This year, thousands of students have taken their college classes from their childhood bedrooms. While many complain of monotony, turning cameras on and unmuting microphones, some international students are taking classes in the middle of the night because of a time difference. This is the reality of their remote semester.
Taking online classes as an international student means losing simple interactions between professors and peers. Some watch recorded lectures, while others wake up at the crack of dawn because their professor won’t allow them to watch a recorded lecture. Group projects are a struggle because international students need to find unfavorable times to meet with peers who live on Eastern time. It’s lonely to be an international student right now, prompting some to take a leave of absence, but professors could do more to make them feel like they’re getting something out of their education.

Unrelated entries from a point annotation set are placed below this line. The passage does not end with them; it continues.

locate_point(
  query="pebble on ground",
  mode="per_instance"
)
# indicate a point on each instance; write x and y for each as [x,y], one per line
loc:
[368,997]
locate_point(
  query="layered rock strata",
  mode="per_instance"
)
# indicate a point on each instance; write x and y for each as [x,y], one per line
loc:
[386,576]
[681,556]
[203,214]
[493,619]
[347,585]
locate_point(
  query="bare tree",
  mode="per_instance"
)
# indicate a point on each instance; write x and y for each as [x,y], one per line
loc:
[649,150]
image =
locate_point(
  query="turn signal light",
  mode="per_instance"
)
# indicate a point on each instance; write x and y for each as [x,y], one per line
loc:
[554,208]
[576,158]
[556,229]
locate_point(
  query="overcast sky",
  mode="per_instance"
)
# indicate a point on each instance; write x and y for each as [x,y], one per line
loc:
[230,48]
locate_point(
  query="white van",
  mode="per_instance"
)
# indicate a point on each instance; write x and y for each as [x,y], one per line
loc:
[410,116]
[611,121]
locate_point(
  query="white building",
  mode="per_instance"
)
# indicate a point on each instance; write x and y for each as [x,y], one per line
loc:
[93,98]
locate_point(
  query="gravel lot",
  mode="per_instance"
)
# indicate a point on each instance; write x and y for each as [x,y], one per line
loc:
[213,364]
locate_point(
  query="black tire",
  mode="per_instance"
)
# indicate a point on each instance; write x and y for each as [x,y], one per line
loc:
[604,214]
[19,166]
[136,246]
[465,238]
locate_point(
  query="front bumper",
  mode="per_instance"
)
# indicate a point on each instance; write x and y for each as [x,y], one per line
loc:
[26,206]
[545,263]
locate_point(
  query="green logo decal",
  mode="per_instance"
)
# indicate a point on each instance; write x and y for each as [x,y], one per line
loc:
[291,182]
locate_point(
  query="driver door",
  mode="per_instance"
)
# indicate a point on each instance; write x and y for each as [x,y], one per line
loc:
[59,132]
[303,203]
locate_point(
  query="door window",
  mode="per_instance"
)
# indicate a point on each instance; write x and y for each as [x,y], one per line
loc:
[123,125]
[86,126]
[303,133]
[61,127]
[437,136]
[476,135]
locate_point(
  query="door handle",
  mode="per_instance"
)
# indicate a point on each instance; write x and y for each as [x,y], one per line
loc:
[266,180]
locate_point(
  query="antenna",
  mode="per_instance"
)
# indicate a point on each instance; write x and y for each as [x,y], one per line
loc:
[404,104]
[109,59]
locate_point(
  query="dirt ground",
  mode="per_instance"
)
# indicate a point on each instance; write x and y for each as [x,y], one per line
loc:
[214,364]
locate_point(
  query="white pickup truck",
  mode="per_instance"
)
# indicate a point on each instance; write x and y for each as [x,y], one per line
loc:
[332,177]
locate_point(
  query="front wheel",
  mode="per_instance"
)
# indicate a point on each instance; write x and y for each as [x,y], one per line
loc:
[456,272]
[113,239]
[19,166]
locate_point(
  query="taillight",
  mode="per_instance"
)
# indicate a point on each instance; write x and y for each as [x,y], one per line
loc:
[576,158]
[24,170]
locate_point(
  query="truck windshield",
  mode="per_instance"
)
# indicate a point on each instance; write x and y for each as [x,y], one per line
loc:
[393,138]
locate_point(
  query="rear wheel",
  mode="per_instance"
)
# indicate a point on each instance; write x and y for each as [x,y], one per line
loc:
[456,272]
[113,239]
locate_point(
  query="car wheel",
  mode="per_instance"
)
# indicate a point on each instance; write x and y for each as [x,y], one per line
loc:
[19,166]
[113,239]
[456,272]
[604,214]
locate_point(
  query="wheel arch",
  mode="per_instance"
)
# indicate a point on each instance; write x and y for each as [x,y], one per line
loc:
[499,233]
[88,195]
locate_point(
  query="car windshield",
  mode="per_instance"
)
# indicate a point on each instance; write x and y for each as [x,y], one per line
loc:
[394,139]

Faculty must find new ways to accommodate international students as we approach another online semester. If not, we risk losing this population of students who are integral to the University community, or at least leave a sour taste in their mouth when this pandemic is finally over.
Professors can start by adjusting participation requirements. One issue I’ve heard from international students is that they are required to participate in synchronous classes even with a time difference that has them up at 4 a.m. Participation does not just come through in-class unmuting and discussion, but also in discussion posts, blogs and more options outside of class. Faculty could require international students to make up for the time lost in class by completing a blog post outside of class or merely trusting that they will watch the recorded class lecture.
If anyone has questions about the recorded lecture, professors could set up office hours to be specifically used by international students. These office hours would ensure they can still lean on their professors for questions, rather than feel left in the dark because they were unable to attend class at the designated time. Faculty essentially need to show up for international students, even if it may take more effort.
Time differences also prevent international students from actively contributing to class discussions or group projects. Students working on Eastern time might be able to set up a study session or group project meeting with ease, but not everyone can say the same. Faculty could replace group projects for international students with individual assignments, or they could cluster those in similar time zones in the same groups. That change would ensure students can coordinate their schedules without worrying where they are in the world. On top of that, it would greatly help protect the stress levels of students who are already struggling during this pandemic.
Aside from the time difference, one of the biggest challenges international students face is the decision of whether to return to campus or stay with family. International students are all but forgotten by officials during this pandemic. Everyone is suffering, yet for the record number of international students from the 2018-2019 school year, the difficulty is magnified. With GW’s limited housing, international students have to find D.C. housing or find flights home to see their families. If they do choose a flight to D.C., they are risking not seeing their families for a long time. And if they choose home, they’re stuck with unfavorable time differences. Professors can’t do much to help them in this regard, but they need to at least understand that international students only have so much control over where they live while taking classes.
Professors essentially need to be cognizant of the tricky situation international students are facing. They need to touch base with their international students and ask them if they need help, even if they don’t reach out themselves. We’re all hurting from this pandemic in different ways, but we cannot forget about the populations of students who need an extra hand to help them navigate a semester of online learning that none of us signed up for.
Allyson Bonhaus, a sophomore majoring in history, is an opinions writer.